Hohnloser S H, Meinertz T, Dammbacher T, Steiert K, Jähnchen E, Zehender M, Fraedrich G, Just H
Department of Cardiology, University Hospital, Freiburg, West Germany.
Am Heart J. 1991 Jan;121(1 Pt 1):89-95. doi: 10.1016/0002-8703(91)90960-p.

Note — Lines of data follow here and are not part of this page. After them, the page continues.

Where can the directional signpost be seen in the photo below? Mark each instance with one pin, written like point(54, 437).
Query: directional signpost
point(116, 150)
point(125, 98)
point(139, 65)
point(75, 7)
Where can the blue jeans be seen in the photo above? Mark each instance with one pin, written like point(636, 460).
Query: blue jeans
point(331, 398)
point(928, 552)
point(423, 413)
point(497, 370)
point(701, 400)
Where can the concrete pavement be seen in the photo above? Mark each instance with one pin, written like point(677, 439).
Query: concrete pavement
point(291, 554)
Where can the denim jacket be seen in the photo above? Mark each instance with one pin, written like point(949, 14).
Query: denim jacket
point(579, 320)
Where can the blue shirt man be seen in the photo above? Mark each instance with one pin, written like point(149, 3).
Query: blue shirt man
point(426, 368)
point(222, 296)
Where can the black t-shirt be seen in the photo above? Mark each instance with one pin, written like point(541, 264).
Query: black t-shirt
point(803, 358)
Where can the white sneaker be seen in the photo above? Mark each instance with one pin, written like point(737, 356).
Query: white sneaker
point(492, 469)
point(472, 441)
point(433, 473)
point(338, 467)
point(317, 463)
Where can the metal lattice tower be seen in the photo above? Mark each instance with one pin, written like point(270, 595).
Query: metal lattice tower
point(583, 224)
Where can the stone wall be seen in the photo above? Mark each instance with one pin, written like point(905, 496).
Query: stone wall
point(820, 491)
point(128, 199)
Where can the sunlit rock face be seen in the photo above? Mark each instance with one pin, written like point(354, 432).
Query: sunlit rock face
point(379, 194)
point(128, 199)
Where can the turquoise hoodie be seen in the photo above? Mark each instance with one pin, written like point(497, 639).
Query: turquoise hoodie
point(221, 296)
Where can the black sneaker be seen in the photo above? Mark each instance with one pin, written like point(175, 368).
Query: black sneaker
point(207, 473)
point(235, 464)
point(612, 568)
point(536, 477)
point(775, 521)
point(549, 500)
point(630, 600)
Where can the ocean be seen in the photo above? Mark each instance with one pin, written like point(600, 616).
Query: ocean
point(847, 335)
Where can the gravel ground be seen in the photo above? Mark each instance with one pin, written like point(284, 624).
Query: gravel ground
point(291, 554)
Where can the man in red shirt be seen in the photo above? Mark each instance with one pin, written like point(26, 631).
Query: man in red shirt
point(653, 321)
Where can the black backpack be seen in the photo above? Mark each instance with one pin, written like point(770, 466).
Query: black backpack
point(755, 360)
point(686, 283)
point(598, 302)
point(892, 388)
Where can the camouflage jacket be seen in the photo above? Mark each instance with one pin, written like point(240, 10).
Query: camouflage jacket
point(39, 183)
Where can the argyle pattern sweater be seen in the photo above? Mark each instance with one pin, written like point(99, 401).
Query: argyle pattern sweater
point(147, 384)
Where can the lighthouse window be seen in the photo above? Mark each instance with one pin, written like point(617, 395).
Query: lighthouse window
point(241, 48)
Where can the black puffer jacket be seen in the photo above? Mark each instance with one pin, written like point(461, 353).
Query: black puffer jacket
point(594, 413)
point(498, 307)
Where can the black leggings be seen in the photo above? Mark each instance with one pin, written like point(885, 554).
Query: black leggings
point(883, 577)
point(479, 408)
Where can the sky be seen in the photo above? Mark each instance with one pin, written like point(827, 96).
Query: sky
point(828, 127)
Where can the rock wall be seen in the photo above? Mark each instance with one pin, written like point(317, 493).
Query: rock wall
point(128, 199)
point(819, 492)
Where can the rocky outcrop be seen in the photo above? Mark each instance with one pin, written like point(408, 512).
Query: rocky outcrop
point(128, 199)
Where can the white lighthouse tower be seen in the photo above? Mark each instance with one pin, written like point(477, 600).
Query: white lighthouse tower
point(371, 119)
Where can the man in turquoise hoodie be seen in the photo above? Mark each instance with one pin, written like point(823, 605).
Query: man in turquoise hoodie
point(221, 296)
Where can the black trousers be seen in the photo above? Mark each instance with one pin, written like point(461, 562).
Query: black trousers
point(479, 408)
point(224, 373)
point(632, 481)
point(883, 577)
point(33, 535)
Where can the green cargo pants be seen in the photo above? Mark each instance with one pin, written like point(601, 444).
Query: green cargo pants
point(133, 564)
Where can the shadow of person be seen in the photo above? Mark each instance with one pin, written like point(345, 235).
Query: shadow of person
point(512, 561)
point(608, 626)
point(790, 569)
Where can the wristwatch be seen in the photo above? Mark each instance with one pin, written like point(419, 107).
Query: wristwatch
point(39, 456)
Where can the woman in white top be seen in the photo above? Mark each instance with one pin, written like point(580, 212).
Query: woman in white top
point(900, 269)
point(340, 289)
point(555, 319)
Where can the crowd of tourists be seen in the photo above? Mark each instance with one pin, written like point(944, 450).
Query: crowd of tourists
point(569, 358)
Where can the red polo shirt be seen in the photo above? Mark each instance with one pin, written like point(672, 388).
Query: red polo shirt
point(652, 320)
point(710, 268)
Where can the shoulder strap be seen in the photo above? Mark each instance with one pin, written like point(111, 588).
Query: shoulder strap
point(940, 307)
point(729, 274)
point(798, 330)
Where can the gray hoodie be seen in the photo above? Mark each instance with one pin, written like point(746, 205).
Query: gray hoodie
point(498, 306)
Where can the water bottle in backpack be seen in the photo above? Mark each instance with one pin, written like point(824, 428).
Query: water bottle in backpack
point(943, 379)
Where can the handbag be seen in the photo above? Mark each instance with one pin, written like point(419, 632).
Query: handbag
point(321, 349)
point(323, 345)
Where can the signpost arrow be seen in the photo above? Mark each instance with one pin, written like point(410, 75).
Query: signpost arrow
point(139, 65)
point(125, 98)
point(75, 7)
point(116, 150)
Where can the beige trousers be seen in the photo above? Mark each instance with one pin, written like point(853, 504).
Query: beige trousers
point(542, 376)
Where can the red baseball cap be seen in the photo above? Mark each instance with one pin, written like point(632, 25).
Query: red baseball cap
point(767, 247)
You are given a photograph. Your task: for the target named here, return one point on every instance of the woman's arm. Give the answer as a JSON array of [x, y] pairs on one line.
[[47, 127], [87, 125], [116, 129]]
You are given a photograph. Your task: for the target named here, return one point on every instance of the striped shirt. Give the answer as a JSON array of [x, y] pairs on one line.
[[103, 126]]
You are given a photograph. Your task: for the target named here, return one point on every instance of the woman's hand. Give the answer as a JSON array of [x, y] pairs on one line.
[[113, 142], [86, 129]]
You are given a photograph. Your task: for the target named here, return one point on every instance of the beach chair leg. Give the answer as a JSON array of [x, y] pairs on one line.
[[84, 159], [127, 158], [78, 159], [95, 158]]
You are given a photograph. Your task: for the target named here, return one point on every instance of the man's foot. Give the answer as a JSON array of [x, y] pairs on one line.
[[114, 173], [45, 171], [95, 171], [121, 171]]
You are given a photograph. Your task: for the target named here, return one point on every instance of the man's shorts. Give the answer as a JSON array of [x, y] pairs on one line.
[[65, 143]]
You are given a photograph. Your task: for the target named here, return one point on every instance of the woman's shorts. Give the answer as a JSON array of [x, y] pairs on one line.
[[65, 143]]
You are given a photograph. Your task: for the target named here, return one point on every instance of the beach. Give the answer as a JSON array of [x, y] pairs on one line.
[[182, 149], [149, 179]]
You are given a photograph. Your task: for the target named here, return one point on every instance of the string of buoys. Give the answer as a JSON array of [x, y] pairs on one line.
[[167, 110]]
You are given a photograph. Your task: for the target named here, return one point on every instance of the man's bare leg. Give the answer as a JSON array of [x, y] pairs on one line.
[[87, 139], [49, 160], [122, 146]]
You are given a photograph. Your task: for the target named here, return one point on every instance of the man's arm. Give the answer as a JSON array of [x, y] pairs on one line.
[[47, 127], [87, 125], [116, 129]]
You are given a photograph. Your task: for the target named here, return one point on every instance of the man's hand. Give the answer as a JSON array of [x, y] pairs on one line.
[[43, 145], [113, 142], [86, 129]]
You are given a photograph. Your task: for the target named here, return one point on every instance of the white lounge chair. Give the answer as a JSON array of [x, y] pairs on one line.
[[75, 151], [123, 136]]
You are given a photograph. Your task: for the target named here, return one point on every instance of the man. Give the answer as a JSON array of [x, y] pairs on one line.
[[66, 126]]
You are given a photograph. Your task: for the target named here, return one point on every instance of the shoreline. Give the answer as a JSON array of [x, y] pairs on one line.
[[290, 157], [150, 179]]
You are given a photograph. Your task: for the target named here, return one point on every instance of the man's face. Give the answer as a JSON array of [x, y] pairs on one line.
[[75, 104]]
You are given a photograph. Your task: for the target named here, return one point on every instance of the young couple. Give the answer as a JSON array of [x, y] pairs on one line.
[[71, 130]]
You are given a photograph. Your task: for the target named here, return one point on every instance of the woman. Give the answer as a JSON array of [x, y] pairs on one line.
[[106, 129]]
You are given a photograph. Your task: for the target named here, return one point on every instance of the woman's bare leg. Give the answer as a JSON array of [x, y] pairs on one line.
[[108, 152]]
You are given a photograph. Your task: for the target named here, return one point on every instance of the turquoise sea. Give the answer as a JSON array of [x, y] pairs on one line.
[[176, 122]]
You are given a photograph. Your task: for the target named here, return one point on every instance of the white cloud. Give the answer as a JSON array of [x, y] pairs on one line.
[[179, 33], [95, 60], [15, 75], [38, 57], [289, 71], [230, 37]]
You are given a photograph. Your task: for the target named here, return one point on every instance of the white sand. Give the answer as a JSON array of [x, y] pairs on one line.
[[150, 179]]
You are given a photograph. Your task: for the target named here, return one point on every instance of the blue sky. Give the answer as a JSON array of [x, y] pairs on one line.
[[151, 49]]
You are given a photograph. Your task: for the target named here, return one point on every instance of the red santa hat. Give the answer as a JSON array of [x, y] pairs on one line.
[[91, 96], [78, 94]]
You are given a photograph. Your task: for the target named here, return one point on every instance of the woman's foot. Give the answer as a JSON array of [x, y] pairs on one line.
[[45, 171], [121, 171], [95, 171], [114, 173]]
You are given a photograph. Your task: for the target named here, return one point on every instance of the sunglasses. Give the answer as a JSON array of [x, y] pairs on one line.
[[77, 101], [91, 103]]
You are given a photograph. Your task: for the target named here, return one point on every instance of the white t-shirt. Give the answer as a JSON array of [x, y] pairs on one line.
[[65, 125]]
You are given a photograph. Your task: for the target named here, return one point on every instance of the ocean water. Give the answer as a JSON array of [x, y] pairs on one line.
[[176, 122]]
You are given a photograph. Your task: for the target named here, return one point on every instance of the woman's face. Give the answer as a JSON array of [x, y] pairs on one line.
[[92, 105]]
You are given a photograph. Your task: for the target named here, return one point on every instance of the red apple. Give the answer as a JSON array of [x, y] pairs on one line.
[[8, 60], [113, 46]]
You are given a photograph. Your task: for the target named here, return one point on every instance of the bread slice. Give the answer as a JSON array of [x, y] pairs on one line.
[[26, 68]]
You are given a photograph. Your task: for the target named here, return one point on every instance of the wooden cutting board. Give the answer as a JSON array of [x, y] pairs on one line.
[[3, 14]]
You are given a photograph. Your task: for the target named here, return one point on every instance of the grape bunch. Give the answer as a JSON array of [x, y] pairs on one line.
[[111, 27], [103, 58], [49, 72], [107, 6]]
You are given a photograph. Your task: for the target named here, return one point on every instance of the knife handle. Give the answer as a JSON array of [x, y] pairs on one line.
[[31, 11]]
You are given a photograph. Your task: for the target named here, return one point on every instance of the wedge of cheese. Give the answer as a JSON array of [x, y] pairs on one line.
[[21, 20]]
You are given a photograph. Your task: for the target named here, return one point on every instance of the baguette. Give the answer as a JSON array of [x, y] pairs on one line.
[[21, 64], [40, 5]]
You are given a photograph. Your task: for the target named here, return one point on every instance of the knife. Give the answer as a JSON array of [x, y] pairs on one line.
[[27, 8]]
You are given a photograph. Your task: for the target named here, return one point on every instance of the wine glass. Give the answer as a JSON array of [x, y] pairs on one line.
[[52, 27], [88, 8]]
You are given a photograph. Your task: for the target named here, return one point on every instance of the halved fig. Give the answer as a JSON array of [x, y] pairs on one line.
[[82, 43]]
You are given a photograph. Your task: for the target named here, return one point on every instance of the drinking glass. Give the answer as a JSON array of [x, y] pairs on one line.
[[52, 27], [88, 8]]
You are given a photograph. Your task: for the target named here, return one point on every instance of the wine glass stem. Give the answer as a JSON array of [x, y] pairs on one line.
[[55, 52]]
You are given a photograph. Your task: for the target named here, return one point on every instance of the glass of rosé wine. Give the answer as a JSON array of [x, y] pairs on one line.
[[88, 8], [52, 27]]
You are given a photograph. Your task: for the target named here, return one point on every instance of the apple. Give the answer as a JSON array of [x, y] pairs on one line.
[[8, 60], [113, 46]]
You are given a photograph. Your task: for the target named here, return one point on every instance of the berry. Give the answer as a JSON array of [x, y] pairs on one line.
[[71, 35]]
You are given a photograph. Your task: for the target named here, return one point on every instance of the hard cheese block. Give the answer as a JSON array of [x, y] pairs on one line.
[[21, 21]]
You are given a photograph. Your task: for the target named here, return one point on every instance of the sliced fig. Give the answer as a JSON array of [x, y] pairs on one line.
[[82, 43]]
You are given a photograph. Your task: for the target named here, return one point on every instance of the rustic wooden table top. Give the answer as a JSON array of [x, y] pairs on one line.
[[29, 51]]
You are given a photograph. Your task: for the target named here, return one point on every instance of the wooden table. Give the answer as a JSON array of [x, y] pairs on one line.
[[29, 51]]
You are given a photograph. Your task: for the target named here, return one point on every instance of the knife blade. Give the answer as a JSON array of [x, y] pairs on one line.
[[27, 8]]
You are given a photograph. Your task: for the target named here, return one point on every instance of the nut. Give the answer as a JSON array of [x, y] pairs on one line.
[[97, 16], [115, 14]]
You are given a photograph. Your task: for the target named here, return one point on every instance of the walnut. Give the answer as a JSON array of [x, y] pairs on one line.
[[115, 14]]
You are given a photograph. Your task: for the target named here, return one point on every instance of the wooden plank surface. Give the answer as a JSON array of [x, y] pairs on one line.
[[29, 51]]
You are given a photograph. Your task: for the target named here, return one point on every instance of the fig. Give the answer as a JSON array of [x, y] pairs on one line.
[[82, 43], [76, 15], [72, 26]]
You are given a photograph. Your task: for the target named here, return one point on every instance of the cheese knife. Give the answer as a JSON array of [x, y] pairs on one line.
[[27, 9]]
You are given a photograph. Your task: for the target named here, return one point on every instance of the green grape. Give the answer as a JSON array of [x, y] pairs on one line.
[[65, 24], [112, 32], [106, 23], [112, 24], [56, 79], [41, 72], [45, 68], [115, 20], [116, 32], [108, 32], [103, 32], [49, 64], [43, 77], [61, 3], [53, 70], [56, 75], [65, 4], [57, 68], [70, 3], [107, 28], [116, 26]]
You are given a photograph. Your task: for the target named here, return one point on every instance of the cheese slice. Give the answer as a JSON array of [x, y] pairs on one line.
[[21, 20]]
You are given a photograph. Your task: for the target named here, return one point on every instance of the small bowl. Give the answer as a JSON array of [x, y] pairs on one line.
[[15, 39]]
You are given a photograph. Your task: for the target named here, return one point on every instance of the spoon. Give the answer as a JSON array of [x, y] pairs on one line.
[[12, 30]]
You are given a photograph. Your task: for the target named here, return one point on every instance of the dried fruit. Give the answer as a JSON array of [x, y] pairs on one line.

The antiarrhythmic efficacy of intravenously administered amiodarone was examined in a prospective, randomized, placebo-controlled study that involved 77 patients after coronary artery bypass surgery. Amiodarone was given after surgery in a loading bolus of 300 mg for 2 hours followed by 1200 mg every 24 hours for 2 days and 900 mg every 24 hours for the next 2 days. Amiodarone suppressed both supraventricular and ventricular arrhythmias within 12 hours after the start of therapy. Particularly, the incidence of atrial fibrillation (5% vs 21% in the control group; p less than 0.05) and of nonsustained ventricular tachycardia (3% vs 16%; p less than 0.05) was reduced by amiodarone. Heart rate was slowed (p less than 0.001) and repolarization--as judged by JTc interval--was prolonged compared with the control group (p less than 0.01). In two patients, amiodarone infusion was stopped because of excessive QTc prolongation. No detrimental hemodynamic effects of the drug were observed. Thus the intravenous administration of amiodarone appears to be suitable for patients in whom rapid suppression of symptomatic supraventricular and ventricular arrhythmias is warranted in the presence of left ventricular dysfunction.
在一项前瞻性、随机、安慰剂对照研究中,对77例冠状动脉搭桥术后患者静脉注射胺碘酮的抗心律失常疗效进行了研究。术后给予胺碘酮,负荷剂量为300mg,持续2小时,随后2天内每24小时给予1200mg,接下来2天内每24小时给予900mg。胺碘酮在治疗开始后12小时内抑制了室上性和室性心律失常。特别是,胺碘酮降低了心房颤动(5% 对比对照组的21%;p小于0.05)和非持续性室性心动过速(3% 对比16%;p小于0.05)的发生率。与对照组相比,心率减慢(p小于0.001),根据JTc间期判断的复极化延长(p小于0.01)。两名患者因QTc过度延长而停止胺碘酮输注。未观察到该药物对血流动力学的有害影响。因此,静脉注射胺碘酮似乎适用于有左心室功能障碍且需要快速抑制有症状的室上性和室性心律失常的患者。